In an urgent need for its image makeover, the scam-tainted coal sector will require mammoth efforts in 2015 from the government and the corporates, after a year full of adversities and stuck projects undermined investments totalling billions of dollars.
The least glamorous among all raw materials, coal turned out to be a pricey affair in 2014, but a silver lining appears on the horizon with the courts and the government stepping in to overhaul the entire process of mine allocations. In a historic judgement, the Supreme Court this year cancelled 204 mines alloted since 1993, while terming those allocations as flawed.
Those affected by the decision include biggies like Jindal Steel, Essar Power, GVK and JSW Steel.
Among these, billionaire Naveen Jindal-led Jindal Steel and Power Ltd (JSPL) had to shelve a 10-billion coal-to-diesel project, while casualties continue to pile up from the controversy and the alleged scam in this sector, which has come to be known as 'Coalgate'.
The companies that had got these mines claim to have invested close to Rs three lakh crore (Rs 3 trillion)in the coalblocks and further Rs four lakh crore for their end-use plants.
Making a hue and cry over the issue, the companies said such mass-cancellation of mines would hamper supply of this core fuel for the power sector in a country that is targeting to take electricity to every home in next few years, while adversely impacting the investment sentiments in a big way.
The government watchdog CAG had earlier estimated a Rs 1.86 lakh crore (Rs 1.86 trillion) presumptive loss to the exchequer on account of allotment of 57 coal blocks without competitive bidding.

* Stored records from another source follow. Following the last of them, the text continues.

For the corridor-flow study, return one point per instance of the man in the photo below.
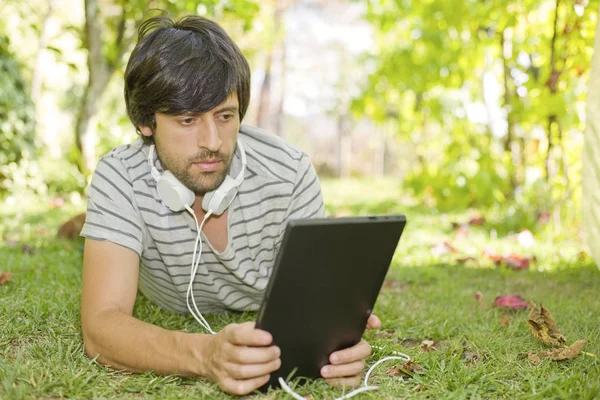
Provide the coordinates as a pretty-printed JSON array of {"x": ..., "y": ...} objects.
[{"x": 187, "y": 88}]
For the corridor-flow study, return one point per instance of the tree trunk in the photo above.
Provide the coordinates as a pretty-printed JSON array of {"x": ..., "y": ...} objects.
[
  {"x": 100, "y": 71},
  {"x": 509, "y": 143},
  {"x": 36, "y": 80},
  {"x": 552, "y": 84},
  {"x": 279, "y": 112},
  {"x": 590, "y": 172},
  {"x": 264, "y": 104}
]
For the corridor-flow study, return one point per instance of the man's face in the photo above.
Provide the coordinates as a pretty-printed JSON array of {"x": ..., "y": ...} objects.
[{"x": 198, "y": 148}]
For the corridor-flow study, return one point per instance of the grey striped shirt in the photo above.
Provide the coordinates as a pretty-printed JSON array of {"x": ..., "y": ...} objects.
[{"x": 123, "y": 207}]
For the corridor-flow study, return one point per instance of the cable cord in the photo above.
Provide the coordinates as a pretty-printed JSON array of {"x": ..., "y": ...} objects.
[
  {"x": 194, "y": 269},
  {"x": 364, "y": 388},
  {"x": 202, "y": 321}
]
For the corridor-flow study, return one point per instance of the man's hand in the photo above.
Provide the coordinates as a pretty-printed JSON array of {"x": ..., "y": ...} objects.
[
  {"x": 240, "y": 358},
  {"x": 347, "y": 365}
]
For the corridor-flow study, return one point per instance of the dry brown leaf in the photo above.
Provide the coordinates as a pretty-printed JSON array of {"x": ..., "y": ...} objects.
[
  {"x": 543, "y": 327},
  {"x": 479, "y": 298},
  {"x": 566, "y": 353},
  {"x": 534, "y": 358},
  {"x": 471, "y": 358},
  {"x": 5, "y": 277},
  {"x": 407, "y": 369},
  {"x": 428, "y": 345},
  {"x": 71, "y": 229}
]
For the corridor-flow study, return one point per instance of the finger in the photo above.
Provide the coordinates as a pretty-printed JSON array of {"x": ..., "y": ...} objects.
[
  {"x": 359, "y": 351},
  {"x": 344, "y": 370},
  {"x": 249, "y": 371},
  {"x": 350, "y": 382},
  {"x": 373, "y": 322},
  {"x": 253, "y": 355},
  {"x": 242, "y": 387},
  {"x": 245, "y": 335}
]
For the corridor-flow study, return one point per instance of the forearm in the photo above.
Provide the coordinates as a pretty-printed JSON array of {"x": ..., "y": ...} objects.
[{"x": 124, "y": 342}]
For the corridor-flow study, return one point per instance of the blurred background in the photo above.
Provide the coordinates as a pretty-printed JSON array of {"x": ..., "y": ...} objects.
[{"x": 456, "y": 105}]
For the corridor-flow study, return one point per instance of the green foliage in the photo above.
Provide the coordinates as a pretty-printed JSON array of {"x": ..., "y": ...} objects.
[
  {"x": 17, "y": 121},
  {"x": 429, "y": 65}
]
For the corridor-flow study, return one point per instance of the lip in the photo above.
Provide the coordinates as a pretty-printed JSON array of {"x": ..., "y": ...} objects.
[{"x": 208, "y": 166}]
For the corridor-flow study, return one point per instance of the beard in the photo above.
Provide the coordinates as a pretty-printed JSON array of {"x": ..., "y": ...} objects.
[{"x": 200, "y": 182}]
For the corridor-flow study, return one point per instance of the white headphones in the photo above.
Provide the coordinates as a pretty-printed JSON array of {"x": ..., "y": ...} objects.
[{"x": 176, "y": 196}]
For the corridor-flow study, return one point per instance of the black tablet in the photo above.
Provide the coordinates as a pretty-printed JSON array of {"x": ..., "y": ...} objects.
[{"x": 323, "y": 287}]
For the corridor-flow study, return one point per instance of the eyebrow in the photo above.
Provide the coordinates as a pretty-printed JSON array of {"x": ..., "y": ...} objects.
[{"x": 226, "y": 108}]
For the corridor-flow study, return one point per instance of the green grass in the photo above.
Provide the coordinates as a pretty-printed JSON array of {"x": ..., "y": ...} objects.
[{"x": 426, "y": 297}]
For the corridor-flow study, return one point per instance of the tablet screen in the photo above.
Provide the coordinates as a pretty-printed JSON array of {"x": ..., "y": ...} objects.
[{"x": 323, "y": 287}]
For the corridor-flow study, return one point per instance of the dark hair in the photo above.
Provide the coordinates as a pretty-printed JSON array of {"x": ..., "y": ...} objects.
[{"x": 188, "y": 65}]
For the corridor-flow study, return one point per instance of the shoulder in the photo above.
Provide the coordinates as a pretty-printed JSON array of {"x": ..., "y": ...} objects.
[
  {"x": 271, "y": 156},
  {"x": 128, "y": 160}
]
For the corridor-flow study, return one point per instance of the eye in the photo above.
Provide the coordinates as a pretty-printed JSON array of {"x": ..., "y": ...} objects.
[
  {"x": 187, "y": 121},
  {"x": 226, "y": 117}
]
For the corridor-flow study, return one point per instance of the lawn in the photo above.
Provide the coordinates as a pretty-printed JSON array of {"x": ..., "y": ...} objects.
[{"x": 428, "y": 303}]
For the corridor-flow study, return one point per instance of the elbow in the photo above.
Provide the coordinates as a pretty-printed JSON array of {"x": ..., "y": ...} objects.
[{"x": 91, "y": 349}]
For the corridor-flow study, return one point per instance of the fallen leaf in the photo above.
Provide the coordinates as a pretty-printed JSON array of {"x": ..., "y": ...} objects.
[
  {"x": 470, "y": 358},
  {"x": 443, "y": 248},
  {"x": 27, "y": 249},
  {"x": 72, "y": 228},
  {"x": 479, "y": 298},
  {"x": 544, "y": 328},
  {"x": 429, "y": 345},
  {"x": 465, "y": 260},
  {"x": 478, "y": 220},
  {"x": 566, "y": 353},
  {"x": 511, "y": 302},
  {"x": 516, "y": 262},
  {"x": 5, "y": 277},
  {"x": 409, "y": 342},
  {"x": 534, "y": 358},
  {"x": 407, "y": 369},
  {"x": 462, "y": 231}
]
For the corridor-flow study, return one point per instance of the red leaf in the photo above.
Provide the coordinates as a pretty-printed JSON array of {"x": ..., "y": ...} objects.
[
  {"x": 27, "y": 249},
  {"x": 479, "y": 220},
  {"x": 5, "y": 277},
  {"x": 479, "y": 298},
  {"x": 516, "y": 262},
  {"x": 511, "y": 302}
]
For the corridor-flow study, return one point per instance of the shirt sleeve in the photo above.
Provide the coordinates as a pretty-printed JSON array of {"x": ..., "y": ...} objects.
[
  {"x": 306, "y": 200},
  {"x": 111, "y": 211}
]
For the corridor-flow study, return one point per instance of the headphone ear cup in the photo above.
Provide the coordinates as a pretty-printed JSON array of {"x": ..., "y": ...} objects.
[
  {"x": 173, "y": 193},
  {"x": 218, "y": 200}
]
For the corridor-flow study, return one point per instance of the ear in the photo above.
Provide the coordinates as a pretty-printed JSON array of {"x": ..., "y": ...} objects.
[{"x": 146, "y": 131}]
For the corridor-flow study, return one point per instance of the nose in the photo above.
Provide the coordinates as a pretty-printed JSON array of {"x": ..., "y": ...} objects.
[{"x": 209, "y": 137}]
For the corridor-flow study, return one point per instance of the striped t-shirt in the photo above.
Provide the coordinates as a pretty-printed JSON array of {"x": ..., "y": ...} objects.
[{"x": 279, "y": 184}]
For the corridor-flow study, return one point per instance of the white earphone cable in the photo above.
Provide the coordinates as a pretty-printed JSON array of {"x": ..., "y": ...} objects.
[
  {"x": 202, "y": 321},
  {"x": 364, "y": 388},
  {"x": 194, "y": 269}
]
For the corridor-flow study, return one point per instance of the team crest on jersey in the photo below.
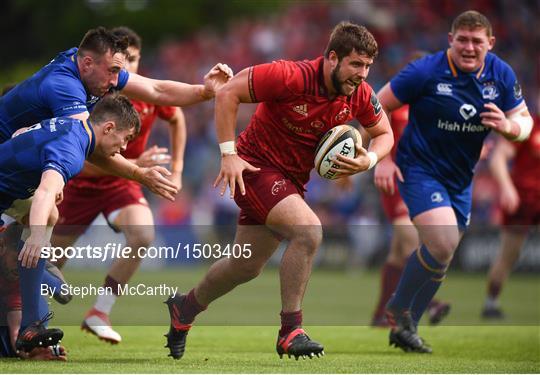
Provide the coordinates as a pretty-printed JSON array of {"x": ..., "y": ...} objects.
[
  {"x": 279, "y": 185},
  {"x": 317, "y": 124},
  {"x": 467, "y": 111},
  {"x": 436, "y": 197},
  {"x": 517, "y": 91},
  {"x": 444, "y": 88},
  {"x": 343, "y": 115},
  {"x": 93, "y": 100},
  {"x": 375, "y": 103},
  {"x": 489, "y": 92},
  {"x": 301, "y": 109}
]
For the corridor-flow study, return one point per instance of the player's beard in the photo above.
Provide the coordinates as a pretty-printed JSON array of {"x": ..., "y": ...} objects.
[{"x": 337, "y": 82}]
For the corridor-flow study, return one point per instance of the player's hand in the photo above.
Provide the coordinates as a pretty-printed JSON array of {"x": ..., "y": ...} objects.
[
  {"x": 345, "y": 184},
  {"x": 31, "y": 251},
  {"x": 349, "y": 166},
  {"x": 385, "y": 173},
  {"x": 215, "y": 79},
  {"x": 509, "y": 199},
  {"x": 153, "y": 156},
  {"x": 45, "y": 354},
  {"x": 156, "y": 179},
  {"x": 176, "y": 178},
  {"x": 230, "y": 174},
  {"x": 495, "y": 119}
]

Soon after the court order, the government came out with an Ordinance to conduct fresh allocations of the affected coal blocks through a "transparent" e-auction, but the bill continues to hang in balance and a re-promulgation might be required soon as a permanent law remains elusive.
The Left parties and several trade unions have opposed the e-auction of coal blocks and the enabling provision in the Ordinance that allows commercial mining by private firms and have sought its reversal, while warning of a nationwide strike if the Centre went ahead with the changes.
Allaying concerns that the move would pave the way for de-nationalisation or privatisation of the coal sector, Coal Minister Piyush Goyal has said that the government was in fact strengthening the PSU major Coal India Limited.
Beyond the coalblock controversy, the new government, headed by Prime Minister Narendra Modi, has announced an ambitious target of doubling the coal behemoth CIL's output to about one billion tonnes by 2019.
Coal India, which accounts for over 80 per cent of the domestic coal production, has incidentally been headless for almost six months and has been facing production constraints and labour union related problems on a regular basis.
The new government has also given charge of both coal and power ministries to Goyal, a move seen as being aimed at avoiding conflicts between these two ministries.
Gearing up for a fresh allocation of the blocks cancelled by the Supreme Court, the government has meanwhile decided to auction 65 mines to private players while 36 other blocks will be directly allotted to state-owned companies.
Of the 101 blocks to be alloted and auctioned in the first lot, 63 mines would be given to the power sector, while the rest would be for sectors like steel and cement.
Out of these, government is targeting a revenue of Rs 1.47 lakh crore (Rs 1.47 trillion) from the allotment and auction of 92 coal blocks.